It's been a journey, that's for sure.
But I think I'm starting to get a little of what it can feel like at times. I took Rowan out of town for the weekend for some daddy/daughter bonding time. We got back earlier this evening, and tomorrow she starts back up at her preschool. This is what my evening was like, both in my head and what I actually did. Does this sound familiar to you parents, especially single ones?
|Rowan is excited about the |
"Disney princess" lip gloss I
let her get.
Like I said, sound familiar, parents?
When I spoke to my mom earlier, I said to her that this is one of the times I miss having a spouse from a purely logistical standpoint. But even when I said it, I knew I could and would get everything done. Single parenting is as old as time, and LOTS of people have done as well or better with a lot less to work with. It's just that for whatever reason, women seem to do this better than men, or maybe that's just my perception (not the necessarily kid-raising part, I mean the planning, organizing, getting all this crap done part). At any rate, it's taken me some time to get the hang of this, but I'm getting there.
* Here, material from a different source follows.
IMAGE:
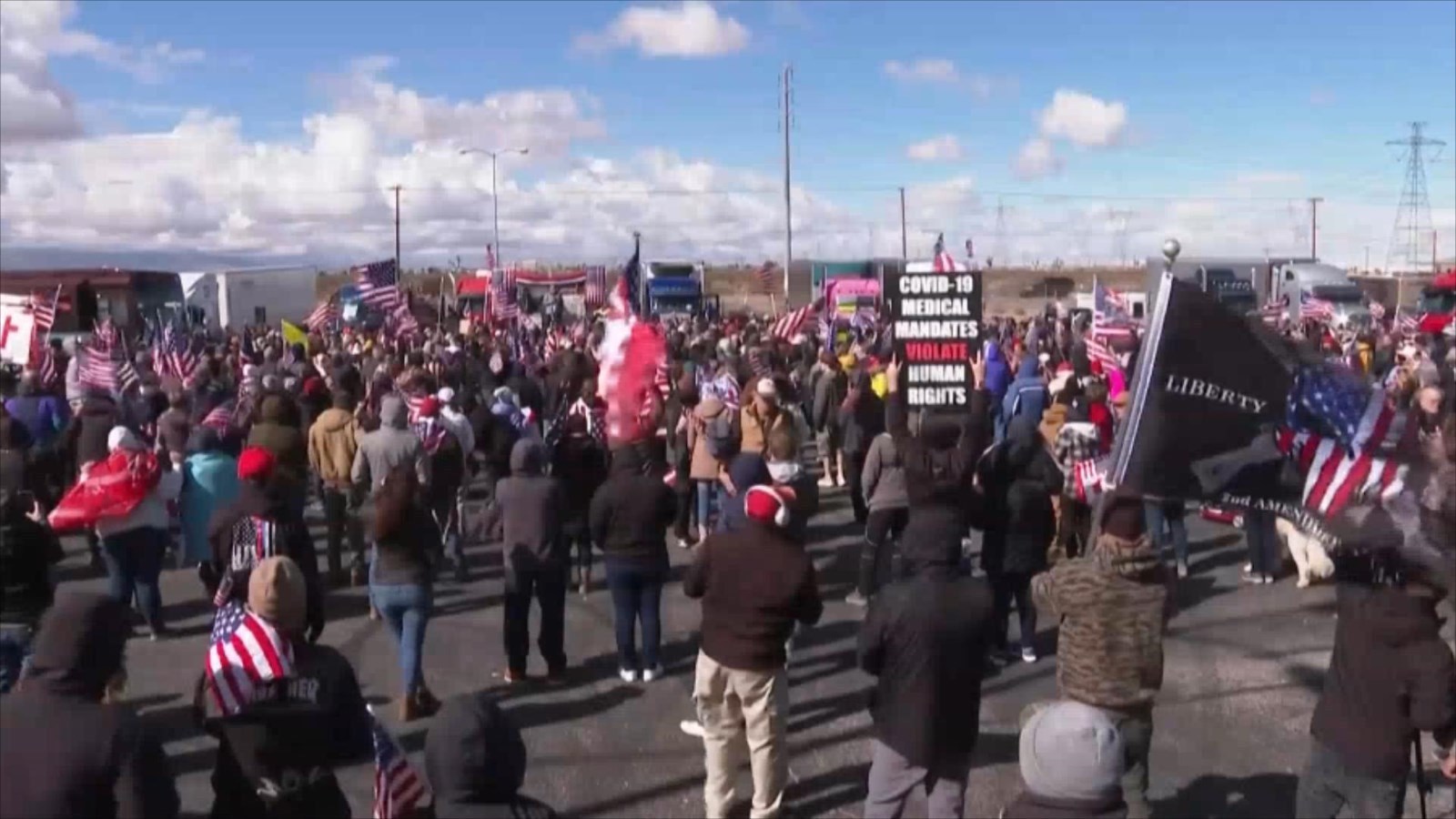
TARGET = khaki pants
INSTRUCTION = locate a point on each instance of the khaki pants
(739, 707)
And as I hinted at earlier, it's not just getting all the tasks done. I'm getting better at figuring out when to turn male-brain off and turn female-brain on. "Oh, she doesn't want me to tell her she fell down because she wasn't watching where she was going or that if her friend upset her she should find better friends. She just wants me to hold her, stroke her hair, kiss her forehead, empathize with her, and make her feel better. OK, I can do that..." I'm trying to figure out the finer points of putting outfits together so that when all of this sudden this matters to her, I'm ready. And I notice cute girl clothes in the stores now (and when they're on sale). I converse with sitters and teachers about her care and her current mental state. I bring home books from the library, some that teach moral lessons and some that are just fun. I role play with her, and as such I voice characters from TV shows and movies, sip 'tea' at tea parties (water I sincerely hope is from the bathroom SINK), or make her toy unicorns fly through the air and guide them through an adventure to rescue a princess from an evil witch. And lastly, when her voice is breaking and she's telling me that she's just really sad because she misses her mommy right now, I hold her close and I tell her I miss mommy too. And I wish I could soak the pain right out of her and into myself so that she didn't have to bear this huge burden on her little shoulders.
Because that's what mommies (and daddies) do.